İş Kanunu’nun 46. maddesinin 1. fıkrası; işçilere yedi günlük bir zaman dilimi içinde kesintisiz en az 24 saat dinlenme (hafta tatili) hakkı tanıyor. Bu çerçevede altı iş günü boyunca yedi buçuk saat çalışan işçi yirmi dört saat kesintisiz hafta tatilini hak ederken, haftanın beş günü çalışma yapılan iş yerlerinde beş gün boyunca çalışan işçi hafta tatilini hak ediyor. İşçinin gerekli çalışma sürelerini doldurup ücretli hafta tatilini hak etmesinden sonra, işveren işçiye yirmi dört saatten az olmamak kaydıyla ve kesintisiz şekilde hafta tatili kullandırmakla yükümlü oluyor. Bu yükümlülük, “Dinlenmek çalışanların hakkıdır.” ibaresi bulunan Anayasa’nın 50. maddesinden kaynaklanıyor.

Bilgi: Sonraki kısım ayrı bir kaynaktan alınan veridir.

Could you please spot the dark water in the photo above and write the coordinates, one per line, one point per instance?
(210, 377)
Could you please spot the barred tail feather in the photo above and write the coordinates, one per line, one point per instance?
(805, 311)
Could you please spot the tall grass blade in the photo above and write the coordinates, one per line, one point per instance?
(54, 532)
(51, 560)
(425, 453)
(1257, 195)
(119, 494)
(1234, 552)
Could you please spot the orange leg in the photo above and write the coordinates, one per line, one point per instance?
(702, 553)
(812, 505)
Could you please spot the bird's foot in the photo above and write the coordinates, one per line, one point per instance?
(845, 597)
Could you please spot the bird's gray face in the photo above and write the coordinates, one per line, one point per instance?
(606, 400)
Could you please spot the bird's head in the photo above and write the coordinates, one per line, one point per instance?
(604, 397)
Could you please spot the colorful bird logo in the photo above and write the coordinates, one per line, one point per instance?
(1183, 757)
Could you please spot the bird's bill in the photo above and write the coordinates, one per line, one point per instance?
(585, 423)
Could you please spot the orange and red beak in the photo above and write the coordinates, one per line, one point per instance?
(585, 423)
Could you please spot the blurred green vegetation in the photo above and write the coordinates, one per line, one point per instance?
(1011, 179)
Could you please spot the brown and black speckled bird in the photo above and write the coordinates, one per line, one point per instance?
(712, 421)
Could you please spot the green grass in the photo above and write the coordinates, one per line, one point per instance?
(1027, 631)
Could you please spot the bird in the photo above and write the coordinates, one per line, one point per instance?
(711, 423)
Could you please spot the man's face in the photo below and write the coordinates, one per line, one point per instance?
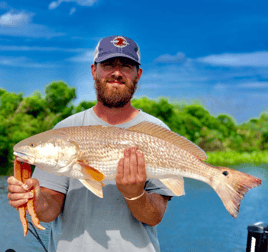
(115, 81)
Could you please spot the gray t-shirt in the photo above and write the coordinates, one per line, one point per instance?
(89, 223)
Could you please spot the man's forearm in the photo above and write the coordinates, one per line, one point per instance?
(149, 209)
(49, 205)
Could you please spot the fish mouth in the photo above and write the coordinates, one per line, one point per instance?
(24, 157)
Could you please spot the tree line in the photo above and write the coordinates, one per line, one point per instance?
(22, 117)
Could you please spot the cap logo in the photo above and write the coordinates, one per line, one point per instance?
(120, 42)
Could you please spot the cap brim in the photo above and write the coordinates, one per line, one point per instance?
(115, 55)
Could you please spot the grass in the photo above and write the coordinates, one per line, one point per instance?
(235, 158)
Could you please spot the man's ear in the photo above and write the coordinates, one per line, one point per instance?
(93, 71)
(139, 73)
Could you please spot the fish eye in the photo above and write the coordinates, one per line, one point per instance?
(225, 173)
(32, 144)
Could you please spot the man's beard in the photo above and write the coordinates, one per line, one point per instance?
(113, 97)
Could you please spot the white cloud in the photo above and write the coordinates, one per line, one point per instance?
(254, 85)
(55, 4)
(20, 24)
(254, 59)
(72, 11)
(21, 62)
(167, 58)
(5, 48)
(11, 19)
(3, 5)
(85, 57)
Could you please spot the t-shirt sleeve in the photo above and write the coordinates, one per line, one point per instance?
(51, 181)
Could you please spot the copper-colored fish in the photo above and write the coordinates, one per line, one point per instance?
(91, 154)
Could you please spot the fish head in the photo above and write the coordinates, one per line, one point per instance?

Ne var ki 14 Temmuz 2025 tarihli Resmi Gazete’de yayımlanarak yürürlüğe giren düzenleme ile Kültür ve Turizm Bakanlığı tarafından turizm işletmesi belgesi verilen konaklama tesislerinde çalışan işçilerin, “yedi günlük bir zaman dilimi içinde kesintisiz en az yirmi dört saat dinlenme”, başka bir deyişle hafta tatili hakkına istisna getirildi.
Düzenlemeye göre,
- İlgili iş yerlerinde çalışan işçilere hafta tatilleri hak kazandıkları günden itibaren dört içinde kullandırılabilecek. Dolayısıyla işçiler kesintisiz on gün çalıştırılabilecek.
- Kesintisiz on gün çalıştırılabilecek olan işçilerin hak kazandıkları hafta tatilinde yaptıkları çalışmaların günlük normal çalışma süresi kadarlık kısmı da fazla çalışmanın hesabında dikkate alınmayacak.
- Hafta tatilinde çalıştırılan işçinin hafta tatilini takip eden dört gün içinde hangi gün hafta tatili hakkını kullanacağına ilişkin bir düzenleme olmaması, tatil gününün işverence tek taraflı olarak belirlenebileceği anlamını taşıyor.
Yapılan bu düzenleme, hafta tatili hakkının mutlak, emredici ve vazgeçilemez olma özelliğini ortadan kaldırıyor. Düzenleme, Anayasada yer alan dinlenme hakkına, eşitlik ve ölçülülük ilkesine, işçi sağlığı ve güvenliği hakkına; Türkiye’nin 1946 yılında onayladığı Uluslararası Çalışma Örgütü (ILO) 14 No.lu Haftalık Dinlenme (Sanayi) Sözleşmesine aykırılık teşkil ediyor.
Turizm sektörü işçilerinin hafta tatili hakkının fiilen budanması anlamını taşıyan bu düzenleme sendikalar tarafından kabul edilebilir değildir!
İşçinin en temel hakları arasında sayılan dinlenme hakkı ertelenebilir bir hak değildir!
Hakkın özüne müdahale eden bu düzenleme derhal geri çekilmelidir!